Fawning
Why the Need to Please Makes Us Lose Ourselves--and How to Find Our Way Back
-
- 12,99 €
Publisher Description
From a clinical psychologist and expert in complex trauma recovery comes a powerful guide introducing fawning, an often-overlooked piece of the fight-flight-freeze reaction to trauma—explaining what it is, why it happens, and how to help survivors regain their voice and sense of self.
Most of us are familiar with the three F's of trauma—fight, flight, or freeze. But psychologists have identified a fourth, extremely common (yet little-understood) response: fawning. Often conflated with “codependency” or “people-pleasing,” fawning occurs when we inexplicably draw closer to a person or relationship that causes pain, rather than pulling away.
Do you apologize to people who have hurt you?Ignore their bad behavior?Befriend your bullies?Obsess about saying the right thing?Make yourself into someone you’re not . . . while seeking approval that may never come?
You might be a fawner.
Fawning explains why we stay in bad jobs, fall into unhealthy partnerships, and tolerate dysfunctional environments, even when it seems so obvious to others that we should go. And though fawning serves a purpose—it’s an ingenious protective strategy in unsafe situations—it’s a problem if it becomes a repetitive, compulsory reaction in our daily lives.

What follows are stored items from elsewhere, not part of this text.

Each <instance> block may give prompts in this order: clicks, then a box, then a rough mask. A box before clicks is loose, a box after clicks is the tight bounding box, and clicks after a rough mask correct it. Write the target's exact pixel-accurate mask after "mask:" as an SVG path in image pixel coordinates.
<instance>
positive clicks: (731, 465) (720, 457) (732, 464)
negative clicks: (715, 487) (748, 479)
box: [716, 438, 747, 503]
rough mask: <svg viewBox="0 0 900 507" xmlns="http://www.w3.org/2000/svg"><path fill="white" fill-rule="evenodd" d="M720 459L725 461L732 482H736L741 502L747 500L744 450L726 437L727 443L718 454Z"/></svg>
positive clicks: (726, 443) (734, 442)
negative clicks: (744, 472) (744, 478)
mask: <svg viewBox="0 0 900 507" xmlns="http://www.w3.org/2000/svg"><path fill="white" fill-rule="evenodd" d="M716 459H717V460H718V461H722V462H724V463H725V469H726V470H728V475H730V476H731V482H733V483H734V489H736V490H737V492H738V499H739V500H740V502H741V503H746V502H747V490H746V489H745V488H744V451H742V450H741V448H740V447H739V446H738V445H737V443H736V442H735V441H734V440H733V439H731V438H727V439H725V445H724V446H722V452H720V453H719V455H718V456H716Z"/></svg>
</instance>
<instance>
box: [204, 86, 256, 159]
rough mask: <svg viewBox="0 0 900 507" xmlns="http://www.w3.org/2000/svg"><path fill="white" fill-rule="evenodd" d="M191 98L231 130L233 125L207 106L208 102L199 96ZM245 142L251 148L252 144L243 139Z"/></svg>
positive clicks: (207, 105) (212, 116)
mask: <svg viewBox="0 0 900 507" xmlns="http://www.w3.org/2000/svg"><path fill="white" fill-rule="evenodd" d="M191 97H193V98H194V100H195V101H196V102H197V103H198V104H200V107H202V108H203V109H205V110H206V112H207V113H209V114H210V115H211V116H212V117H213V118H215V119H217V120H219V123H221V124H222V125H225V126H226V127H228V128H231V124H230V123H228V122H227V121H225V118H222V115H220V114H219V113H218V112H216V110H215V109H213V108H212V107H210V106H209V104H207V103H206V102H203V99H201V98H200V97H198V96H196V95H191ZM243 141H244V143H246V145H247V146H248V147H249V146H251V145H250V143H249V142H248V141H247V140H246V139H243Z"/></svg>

But here’s the good news: we can break the pattern of chronic fawning, once we see it for the trauma response it is. Drawing on twenty years of clinical psychology work—as well as a lifetime of experience as a recovering fawner herself—Dr. Ingrid Clayton demonstrates WHY we fawn, HOW to recognize the signs of fawning (including taking blame, conflict avoidance, hypervigilance, and caretaking at the expense of ourselves), and WHAT we can do to successfully “unfawn” and finally be ourselves, in all our imperfect perfection.
PUBLISHERS WEEKLY
Drawing from personal experience and seven case studies, psychologist Clayton (Believing Me) presents an empathetic primer on fawning as a survival response in an unsafe world. Unlike fight, flight, or freeze, fawning neither risks greater harm nor complete shutdown, making it a valuable tool for winning favor from the powerful in a patriarchal, neurotypical, and able-bodied society. But when fawning becomes habitual, it causes shame, depression, and anxiety, rendering efforts to "just get over it grow up already" futile, as it's not a choice or personality trait but a survival tactic. To change, readers should reconnect with their intuition and redirect the "sensitivity, empathy, patience, and all the goodwill and wisdom" they've devoted to others back to themselves; more concretely, they can take such steps as learning to feel healthy anger and setting clear boundaries with others. Clayton valuably illuminates the inner workings and invisible tolls of fawning as a response to trauma, and her unfailingly empathetic tone ensures readers won't feel judged. This edifies and reassures.